Although Arsenal’s style of football has suffered slightly this season, on their day they can be one of the most appealing on the eye. However the wind may have made a slight contribution to the Gunners style of play.
Arsene Wenger has been credited with the football played by Arsenal and rightly so. His philosophy involves entertaining and maintaining an attacking emphasis. While the British football culture of passion, commitment and hard work shaped the fast paced and intriguing nature of the Premier League, Wenger vision differed amongst the masses.
I was going to write an article on why the English game is as cautious as it is this season but everyone knows why. Among writing it (and later discarding it) I found an interesting point on why one of the reasons Englsih football is less technical than other countries. The answer; wind.
Long has it been thought the weather was to the detriment of the game but never had I heard a valid enough reason until now. It came from a book by Gianluca Vialli (and journalist Gabrielle Marcotti) entitled The Italian Job sought to find the differences of the Italian and English football cultures. I wondered if Arsenal played in La Liga, will we see the same fast flowing football or would it be slower? The wind making the football quicker as less time could be focused in training on technique. Personally I still don’t think it has affected the English game much but nevertheless an interesting read. This is what Vialli had to say in his book:
“It’s all about the climate. I had a long discussion about it when I went to Scotland to see Andy Roxburgh. I worked with a Scottish youth side and had them do the same drills I would do in Italy. I realised that, between the wind, the rain and the cold, there was no way they could do it. How can you possibly teach anybody anything in those conditions? To me, it’s pretty obvious and it explains why Brazilians are more technical than Europeans and, in Italy, the further south you go the more technical they are.”
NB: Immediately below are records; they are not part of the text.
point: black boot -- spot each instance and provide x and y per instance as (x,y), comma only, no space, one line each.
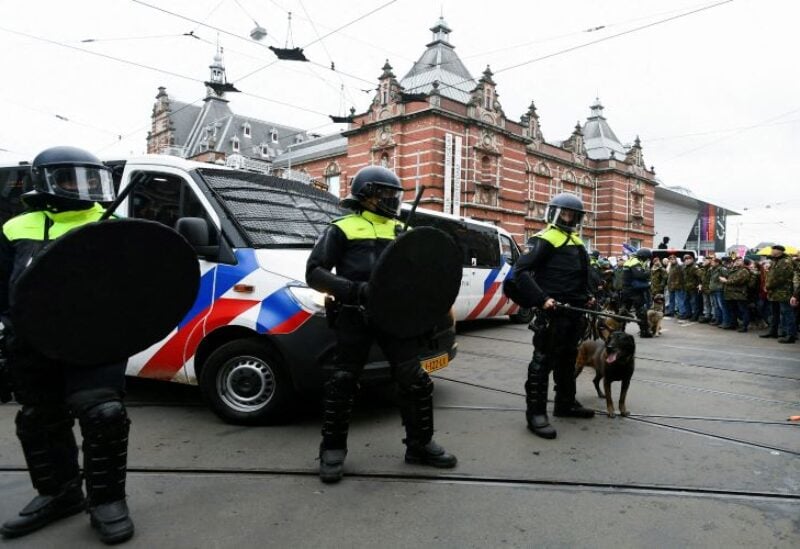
(416,409)
(429,454)
(536,398)
(571,409)
(52,458)
(337,407)
(43,510)
(105,428)
(331,464)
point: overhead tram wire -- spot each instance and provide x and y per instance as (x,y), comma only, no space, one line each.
(321,43)
(577,33)
(155,69)
(377,47)
(725,137)
(587,44)
(319,39)
(60,117)
(248,40)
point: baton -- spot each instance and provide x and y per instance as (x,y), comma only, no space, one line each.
(596,313)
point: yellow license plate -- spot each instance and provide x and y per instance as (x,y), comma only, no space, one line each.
(435,363)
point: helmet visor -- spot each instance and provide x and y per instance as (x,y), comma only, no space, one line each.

– Fabio Capello, on the cultural differences behind footballing styles
I looked at three English cities (London, Birmingham and Manchester) and three Italian cities (Milan, Turin and Rome) and evaluated data on average temperature, wind speed, rainfall and hours of sunshine per month.
The research showed clearly that there was no substantial difference in temperature and that it rained more in Turin than in London. So why did it feel colder in London? The answer came when I looked at wind speeds. The average monthly wind speed in the three English cities was 15.3 kilometres per hour, compared with 10.3km per hour in the Italian cities. That meant that in England the wind blew some 50 per cent harder than it did in Italy. A substantial difference. And if we exclude the non-footballing summer months, the gap increases. The average in Manchester, Birmingham and London is 15.6km per hour while in Milan, Turin and Rome it’s just 10.1km per hour.
I felt vindicated. It supported what I had suspected for a long time — that wind, more than any other climatic factor, influences the development of a footballer. It seems basic, it seems simplistic, but it is an absolutely huge factor. And it’s not just something that affects young players: it has an impact on how a team trains and, therefore, how it plays, even at professional level.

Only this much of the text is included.